On hub-motor eBikes, adding a throttle is often straightforward: wire a thumb or twist throttle to the controller, and the throttle sends a voltage signal directly to the motor controller. The EP8 doesn't work this way.

Common approaches riders explore for mid-drive systems like the EP8 include:

Pedal sensor spoofing — Installing a device that mimics cadence or torque sensor signals to trigger motor engagement without actual pedaling. These exist in the aftermarket but vary widely in quality and compatibility with specific motor firmware versions.

Walk-assist button remapping — The Colossus N8e includes a walk-assist mode (typically capped at around 6 km/h) activated by holding a button. Some riders attempt to extend or remap this function, though Shimano's firmware enforces strict limits on this feature.

Full drivetrain conversion — Replacing the EP8 mid-drive with a hub motor system that natively supports throttle input. This is a major modification that affects geometry, weight distribution, and the bike's identity entirely.

None of these are manufacturer-supported modifications, and Shimano does not publish open APIs or throttle interfaces for the EP8 in consumer configurations.

The Regulatory Variable That Changes Everything ⚖️

This is where individual situations diverge sharply. E-bike classification and throttle legality vary by country, state, province, and even local municipality.

ClassificationThrottle Allowed?Speed Limit (common)Where It Applies
Class 1 (US)No20 mph PAS onlyMost US trails/paths
Class 2 (US)Yes20 mph throttleUS roads, some trails
Class 3 (US)No (PAS only)28 mphUS roads
EU L1e-AYes (limited)25 km/hEuropean roads
VariesCountry-specificCountry-specificAustralia, UK, etc.

If you modify the Colossus N8e to add throttle functionality, the bike's legal classification may change in your jurisdiction. A bike that was legally a Class 1 eMTB — permitted on trails — could become a Class 2 or even a moped-equivalent depending on local rules. Trail access, insurance status, and registration requirements may all shift.

What Affects Whether This Modification Makes Sense

Several factors shape how this decision plays out differently for different riders:

Intended use — Throttle for trail riding faces different regulatory pressure than throttle for private property or closed courses.

Technical skill level — Sensor-spoofing devices require understanding of your specific EP8 firmware version and wiring. Incorrect installation can damage the motor controller, which is expensive to replace.

Motor firmware version — Shimano periodically updates EP8 firmware. Aftermarket devices that worked on earlier firmware versions may not function on newer ones, and vice versa.

Warranty status — Any modification to the drive system will almost certainly void the motor warranty.
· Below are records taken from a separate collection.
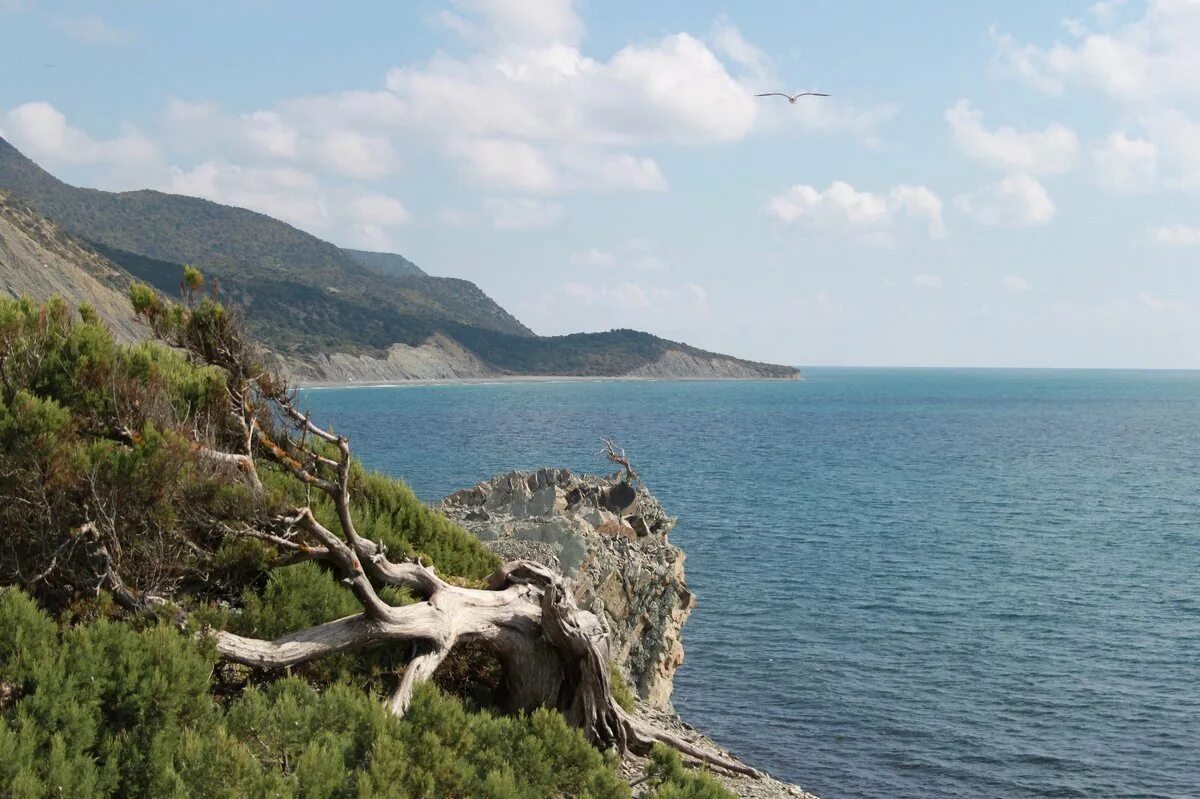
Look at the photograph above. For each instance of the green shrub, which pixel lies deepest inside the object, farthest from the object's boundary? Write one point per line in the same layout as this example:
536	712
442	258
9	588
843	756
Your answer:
669	779
107	710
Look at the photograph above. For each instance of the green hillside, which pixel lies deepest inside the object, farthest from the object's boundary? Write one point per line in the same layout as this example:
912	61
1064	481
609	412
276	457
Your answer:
306	298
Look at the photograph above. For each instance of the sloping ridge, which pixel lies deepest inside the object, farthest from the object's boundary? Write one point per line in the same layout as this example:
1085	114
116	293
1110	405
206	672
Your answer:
340	314
37	259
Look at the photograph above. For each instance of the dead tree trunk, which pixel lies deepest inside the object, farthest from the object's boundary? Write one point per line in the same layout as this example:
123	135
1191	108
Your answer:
552	653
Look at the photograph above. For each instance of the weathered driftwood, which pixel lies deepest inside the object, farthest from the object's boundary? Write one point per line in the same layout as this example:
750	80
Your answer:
552	653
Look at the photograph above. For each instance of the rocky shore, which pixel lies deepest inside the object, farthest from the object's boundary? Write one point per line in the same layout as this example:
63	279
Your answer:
611	540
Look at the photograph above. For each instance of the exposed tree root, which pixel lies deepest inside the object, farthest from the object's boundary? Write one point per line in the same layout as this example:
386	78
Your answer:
552	653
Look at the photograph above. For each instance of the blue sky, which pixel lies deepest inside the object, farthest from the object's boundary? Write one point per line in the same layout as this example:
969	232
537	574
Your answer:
991	184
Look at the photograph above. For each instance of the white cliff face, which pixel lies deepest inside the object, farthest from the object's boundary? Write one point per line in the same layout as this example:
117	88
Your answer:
612	544
676	364
39	260
439	358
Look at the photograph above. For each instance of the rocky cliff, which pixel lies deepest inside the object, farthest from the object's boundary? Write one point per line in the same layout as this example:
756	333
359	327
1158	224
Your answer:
37	259
611	540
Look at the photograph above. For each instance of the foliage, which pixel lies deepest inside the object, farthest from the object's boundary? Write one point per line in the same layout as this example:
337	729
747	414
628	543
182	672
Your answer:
107	710
102	474
305	296
669	779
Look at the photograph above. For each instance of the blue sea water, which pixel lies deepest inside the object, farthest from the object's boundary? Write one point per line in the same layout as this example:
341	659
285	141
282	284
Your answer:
911	582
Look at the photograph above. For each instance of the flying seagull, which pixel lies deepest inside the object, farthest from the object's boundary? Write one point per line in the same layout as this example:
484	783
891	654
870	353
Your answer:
792	98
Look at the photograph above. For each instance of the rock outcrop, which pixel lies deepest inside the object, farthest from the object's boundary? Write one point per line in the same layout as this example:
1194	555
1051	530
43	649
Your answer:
39	260
611	540
439	358
677	364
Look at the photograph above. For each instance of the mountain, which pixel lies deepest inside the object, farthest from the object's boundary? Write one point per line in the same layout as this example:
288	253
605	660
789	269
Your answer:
385	263
333	313
39	259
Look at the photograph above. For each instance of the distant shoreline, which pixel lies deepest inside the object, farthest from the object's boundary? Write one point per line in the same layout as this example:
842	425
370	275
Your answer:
525	378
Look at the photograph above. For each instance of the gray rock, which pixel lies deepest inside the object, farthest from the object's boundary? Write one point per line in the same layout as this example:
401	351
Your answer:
611	540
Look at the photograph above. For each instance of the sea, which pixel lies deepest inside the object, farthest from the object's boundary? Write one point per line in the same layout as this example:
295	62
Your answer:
911	582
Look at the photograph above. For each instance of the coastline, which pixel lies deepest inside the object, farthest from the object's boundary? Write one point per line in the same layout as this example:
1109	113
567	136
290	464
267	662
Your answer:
309	385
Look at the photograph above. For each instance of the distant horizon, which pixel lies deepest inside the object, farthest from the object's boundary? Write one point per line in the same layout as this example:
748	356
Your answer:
996	184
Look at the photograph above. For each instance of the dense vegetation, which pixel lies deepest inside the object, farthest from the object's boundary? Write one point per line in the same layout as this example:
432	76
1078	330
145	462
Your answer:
117	709
305	296
385	263
107	492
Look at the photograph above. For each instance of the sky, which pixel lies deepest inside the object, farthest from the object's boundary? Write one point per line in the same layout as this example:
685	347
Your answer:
990	184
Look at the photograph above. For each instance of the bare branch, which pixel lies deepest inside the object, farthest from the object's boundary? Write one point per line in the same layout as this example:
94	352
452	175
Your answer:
617	455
The EP8 motor is covered separately from the frame, and this distinction matters if you encounter motor issues later.

Where the bike will be ridden — Private land, public roads, and managed trail systems all operate under different rules. Some trail systems actively scan or visually inspect eMTBs for throttle presence.

How Different Owner Profiles Reach Different Conclusions 🔧

A rider using the Colossus N8e exclusively on private land in a jurisdiction with permissive eMTB rules faces a very different calculation than someone riding on a managed trail network that enforces Class 1 restrictions. A mechanically experienced rider comfortable with electronics may find a sensor-spoofing approach manageable; a rider without that background may find it creates more problems than it solves.

The EP8's mid-drive architecture, the Colossus N8e's specific wiring layout, your regional classification rules, and your intended riding environment are the pieces that determine what's actually achievable — and what the consequences of that modification look like in practice.